The NDC Collector is responsible for importing new documents into the system.

In addition to collecting documents the NDC Collector also performs the following:

  • conversion of documents to text format
  • automatic language detection

The NDC Collector manages the queue of documents to be indexed, and outputs its results, via the SQL database.

The NDC Collector is implemented as a Microsoft Windows Service.

Indexer

The Indexer takes each new document collected by the conceptCollector and inserts the appropriate information in the NDC Index Database.

This activity can proceed concurrently with retrieval activity. However, heavy-duty indexing activity can significantly impair retrieval performance and so, if on-going indexing is very significant, then the conceptIndexer should either be run during quiet periods (perhaps overnight) or alternatively new information should be constructed off-line with a batch process updating the live index periodically.

If the Indexer is to update the live index as a background task then it is vital that this process runs on the same server where the NDC Index Database is located.

The Indexer is implemented as a Microsoft Windows Service.

NDC SQL Database

The NDC SQL Database is used to manage the queue of documents being indexed. It may also be used by the application to store any application-specific information independently from Netwrix Data Classification.

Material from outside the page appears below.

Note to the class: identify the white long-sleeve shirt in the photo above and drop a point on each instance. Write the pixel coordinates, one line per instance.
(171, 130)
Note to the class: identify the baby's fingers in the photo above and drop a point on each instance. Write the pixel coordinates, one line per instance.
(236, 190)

The QueryServer will also retrieve selected information for the current hitlist from the SQL Database such as: the document title, body text, etc. However, this information is always requested using a primary key and so is very efficient. The hitlist itself is always constructed and ranked using information contained in the proprietary conceptDatabase.

The current release of Netwrix Data Classification supports SQL Server 2008 R2 or later.

NDC Index Database

The NDC Index Database contains the probabilistic index to all documents in the system. All files use the extension “.cse” but will use the extension “.tmp” when merging changes into the index.

The NDC Index Database files should normally be located on the same server as the Netwrix Data Classification server due to the fact that the query and indexing processes can be disk intensive. Note that “text.cse” is not supplied since it will be created automatically when the first documents are collected.

Classifier

Classifier can be used to classify documents post index time. When this option is being used then an application can map documents to any external classification system such as a corporate taxonomy or user profiles.

Classification can be used as a method browsing the document collection or to filter ad hoc queries.

The Classifier is implemented as a Microsoft Windows Service.